Alejandro Serrano Caldera

 

Juan José Lacayo
juanjose.lacayo@laprensa.com.ni

La posibilidad de que las fuerzas políticas mayoritarias en el Parlamento convoquen a una Asamblea Constituyente para reformar la Constitución Política de Nicaragua, sería desaconsejable y desacertada en las condiciones actuales del país, donde los Poderes del Estado se encuentran partidizados, coinciden destacados juristas nicaragüenses consultados sobre el tema.

El tema de la Constituyente y el Plebiscito saltaron al debate público en los últimos días, en medio de las tensiones generadas por una intensa negociación política en el seno del Parlamento entre las bancadas mayoritarias liberal y sandinista, para elegir a nueve magistrados del Poder Judicial, para completar la Corte Suprema de Justicia (CSJ), integrada hasta el viernes por once de los 16 magistrados que la integran.

La propuesta del presidente Enrique Bolaños de convocar a un Plebiscito o a un Referéndum para impulsar reformas institucionales que permitan reducir y despartidizar la Corte Suprema de Justicia, el Consejo Supremo Electoral (CSE) y la Contraloría General de la República, tuvo como respuesta casi inmediata la amenaza de liberales y sandinistas en el Parlamento, de convocar a una Constituyente y acortar el período presidencial del gobernante para adelantar las próximas elecciones generales.

El ex diplomático, escritor y jurista Alejandro Serrano Caldera, señala que las Constituyentes en Nicaragua han sido fruto de los “pactos bipartidarios” y han servido para que el poder “no salga de las argollas (círculos de poder) en donde se han manejado eternamente”.

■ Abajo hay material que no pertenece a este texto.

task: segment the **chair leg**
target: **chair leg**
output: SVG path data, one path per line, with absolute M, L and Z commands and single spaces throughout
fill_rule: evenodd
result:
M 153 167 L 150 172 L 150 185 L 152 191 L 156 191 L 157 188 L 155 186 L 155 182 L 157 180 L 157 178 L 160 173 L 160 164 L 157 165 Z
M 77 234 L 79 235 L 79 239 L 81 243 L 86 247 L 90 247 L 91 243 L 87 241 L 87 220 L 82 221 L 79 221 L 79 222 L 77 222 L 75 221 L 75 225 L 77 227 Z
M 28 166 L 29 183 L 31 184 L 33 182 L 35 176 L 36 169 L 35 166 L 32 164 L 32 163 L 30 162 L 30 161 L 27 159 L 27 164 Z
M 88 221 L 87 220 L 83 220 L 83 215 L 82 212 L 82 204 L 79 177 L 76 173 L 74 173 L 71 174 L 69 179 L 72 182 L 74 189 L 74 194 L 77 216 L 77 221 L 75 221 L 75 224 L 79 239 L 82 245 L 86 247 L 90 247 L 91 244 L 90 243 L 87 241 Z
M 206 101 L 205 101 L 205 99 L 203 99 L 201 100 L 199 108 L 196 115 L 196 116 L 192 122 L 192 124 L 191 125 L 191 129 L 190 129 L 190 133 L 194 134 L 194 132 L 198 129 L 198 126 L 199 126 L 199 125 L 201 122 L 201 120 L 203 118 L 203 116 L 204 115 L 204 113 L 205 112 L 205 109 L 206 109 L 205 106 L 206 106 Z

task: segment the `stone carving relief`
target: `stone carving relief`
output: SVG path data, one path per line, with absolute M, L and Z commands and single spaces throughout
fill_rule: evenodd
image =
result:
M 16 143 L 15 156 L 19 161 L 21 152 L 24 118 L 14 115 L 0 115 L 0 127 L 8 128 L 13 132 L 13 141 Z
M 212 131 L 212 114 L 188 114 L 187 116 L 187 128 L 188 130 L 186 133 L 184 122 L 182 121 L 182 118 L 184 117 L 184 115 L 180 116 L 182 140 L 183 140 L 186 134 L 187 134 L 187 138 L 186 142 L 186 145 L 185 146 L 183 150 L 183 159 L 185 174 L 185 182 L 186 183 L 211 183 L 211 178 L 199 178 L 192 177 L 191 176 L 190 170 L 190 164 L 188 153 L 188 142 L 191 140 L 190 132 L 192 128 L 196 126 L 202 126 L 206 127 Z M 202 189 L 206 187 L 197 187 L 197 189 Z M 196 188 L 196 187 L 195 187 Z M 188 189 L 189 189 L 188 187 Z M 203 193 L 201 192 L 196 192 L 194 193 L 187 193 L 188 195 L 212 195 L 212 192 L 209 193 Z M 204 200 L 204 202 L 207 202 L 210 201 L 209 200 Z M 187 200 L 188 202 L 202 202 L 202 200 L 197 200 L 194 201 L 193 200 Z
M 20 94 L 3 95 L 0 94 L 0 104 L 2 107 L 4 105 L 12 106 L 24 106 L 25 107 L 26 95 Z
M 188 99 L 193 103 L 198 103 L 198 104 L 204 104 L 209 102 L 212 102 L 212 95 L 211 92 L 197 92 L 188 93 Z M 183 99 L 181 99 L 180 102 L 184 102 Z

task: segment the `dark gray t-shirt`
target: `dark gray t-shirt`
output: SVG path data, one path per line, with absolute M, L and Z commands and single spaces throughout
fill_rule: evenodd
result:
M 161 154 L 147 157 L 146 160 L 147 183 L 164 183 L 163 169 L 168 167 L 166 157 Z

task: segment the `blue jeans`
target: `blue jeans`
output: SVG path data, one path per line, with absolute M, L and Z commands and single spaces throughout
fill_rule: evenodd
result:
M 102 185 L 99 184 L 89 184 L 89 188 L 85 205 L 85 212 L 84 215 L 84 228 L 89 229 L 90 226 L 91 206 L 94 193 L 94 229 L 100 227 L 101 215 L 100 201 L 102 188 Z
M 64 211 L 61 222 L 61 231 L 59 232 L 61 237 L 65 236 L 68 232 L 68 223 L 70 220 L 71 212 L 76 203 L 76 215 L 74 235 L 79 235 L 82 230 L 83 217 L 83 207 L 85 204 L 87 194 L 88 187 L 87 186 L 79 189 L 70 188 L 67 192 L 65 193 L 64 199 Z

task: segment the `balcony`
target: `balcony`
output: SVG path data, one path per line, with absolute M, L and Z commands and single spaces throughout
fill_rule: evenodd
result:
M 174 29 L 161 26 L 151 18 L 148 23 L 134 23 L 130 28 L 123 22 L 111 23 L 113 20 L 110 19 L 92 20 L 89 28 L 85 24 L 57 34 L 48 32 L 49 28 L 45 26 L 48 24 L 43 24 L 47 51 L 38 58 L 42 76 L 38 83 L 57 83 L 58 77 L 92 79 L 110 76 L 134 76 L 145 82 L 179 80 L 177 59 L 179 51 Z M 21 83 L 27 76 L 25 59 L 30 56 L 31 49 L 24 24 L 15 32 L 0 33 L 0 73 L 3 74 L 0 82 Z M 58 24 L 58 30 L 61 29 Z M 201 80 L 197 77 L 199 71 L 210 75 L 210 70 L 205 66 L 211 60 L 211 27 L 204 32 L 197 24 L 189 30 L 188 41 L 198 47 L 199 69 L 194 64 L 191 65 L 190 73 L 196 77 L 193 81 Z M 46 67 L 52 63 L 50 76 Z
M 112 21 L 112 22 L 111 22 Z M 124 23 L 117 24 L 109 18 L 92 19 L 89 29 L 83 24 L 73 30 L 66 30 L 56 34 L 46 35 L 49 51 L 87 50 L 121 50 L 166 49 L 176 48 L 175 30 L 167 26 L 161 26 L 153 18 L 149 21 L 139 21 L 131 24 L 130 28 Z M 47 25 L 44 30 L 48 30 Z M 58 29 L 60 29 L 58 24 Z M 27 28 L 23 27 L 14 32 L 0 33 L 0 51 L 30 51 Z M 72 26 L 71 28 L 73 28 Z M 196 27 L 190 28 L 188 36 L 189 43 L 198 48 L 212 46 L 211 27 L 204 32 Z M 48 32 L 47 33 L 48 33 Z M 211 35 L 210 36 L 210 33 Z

EL SIGLO XX Y SUS CUATRO CONSTITUYENTES

Recordó que en el siglo XX se sucedieron los procesos Constituyentes en 1938, 1939, 1948, 1950 y la consecuencia política inmediata fue preservar en el poder al ex dictador Anastasio Somoza García, hasta que ocurrió el hecho violento que desencadenó su desaparición física.

“Ha habido una especie de círculo vicioso. La historia política de Nicaragua se ha escrito con un esquema que se podría poner en una pizarra: pactos, Constituyentes, dictaduras o poderes bicéfalos que se reparten el Estado y el ejercicio del poder”, sentencia.

“En algunos casos se han realizado reformas constitucionales puntuales, de acuerdo con las dos fuerzas políticas, desafortunadamente las mismas no han servido para modernizar el Estado sino para afianzar poderes unipersonales o poderes bicéfalos”, sentencia el intelectual nicaragüense.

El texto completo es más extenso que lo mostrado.